The mainstay of a separation anxiety protocol for me eventually morphed into straight desensitization, wherein a dog learns in extremely small increments to be alone. When relying on an interactive feeding toy in the beginning, I found that dogs had a hard time learning to relax after they had consumed the food. If, however, they were left from the get-go without any distraction and for just tiny increments of time, the dogs could learn to relax on their own. We can build on those increments extremely gradually — emphasis on “extremely.” Once we build up to an absence of 30 minutes or so with a dog relaxing, we can choose to introduce an interactive feeding toy and know that it’s not serving as a crutch for alone time but rather as a positive association tool.

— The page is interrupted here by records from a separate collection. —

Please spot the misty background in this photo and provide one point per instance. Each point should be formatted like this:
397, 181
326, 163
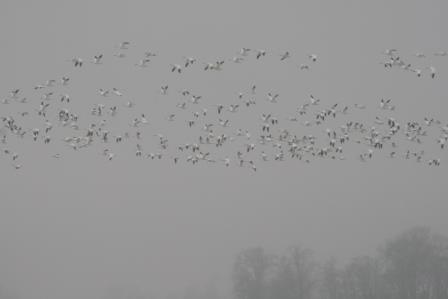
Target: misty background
81, 227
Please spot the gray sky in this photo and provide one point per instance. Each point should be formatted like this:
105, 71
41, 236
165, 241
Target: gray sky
75, 226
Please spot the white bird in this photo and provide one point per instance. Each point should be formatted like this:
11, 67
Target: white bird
272, 97
77, 62
189, 61
116, 92
124, 45
149, 54
433, 71
237, 59
313, 57
285, 56
97, 59
176, 68
143, 63
103, 92
441, 53
313, 100
260, 53
244, 51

Working with separation anxiety isn’t for every dog trainer, and I admit my dedication to this disorder is extreme. I take no other types of cases and haven’t for close to a decade. My office looks like a NASA control room, with screens on all sides flicking through the dozens of webcam feeds I watch daily to monitor the progress of my clients’ dogs — whether in the United States or in one of several other countries — studying body language cues, then emailing clients new treatment plan adjustments and encouragement. Not every trainer needs quite as elaborate a setup to be successful. Separation anxiety is a debilitating and heartbreaking disorder that afflicts at least 17 percent of dogs in the U.S. alone. That’s more than 13 million dogs. Yet most trainers still hesitate to take on these dogs, even though separation anxiety is one of the most treatable canine disorders — three out of four dogs can recover fully.
It is my mission, my soul’s passion, to educate trainers to understand this disorder better, whether through seminars, books, articles or my internship program. This disorder is not unfixable. We need not shrug our shoulders when these cases pop up in our email, nor should we give the outdated advice to just stuff a Kong and stick the dog in a crate.
Looking back now at my auspicious beginning with Guinness, it is obvious to me how little I actually had to do with his miraculous progress. His separation anxiety was a temporary reaction to the drastic rags-to-riches change in his life, plus he was coming off a lot of medication. With time, I suspect, he would have moved through his anxiety problem on his own without my meddling. But Guinness ignited my passion for dogs afflicted with separation anxiety, and I’ll always be grateful to him for that.
I believe we owe it to these dogs and their oftentimes desperate guardians to learn more about this destructive disorder and to do more to alleviate it. If great strides are possible through simple desensitization protocols, coupled with lots of empathy and regular client support — and I’m proving that each and every day — what are you waiting for?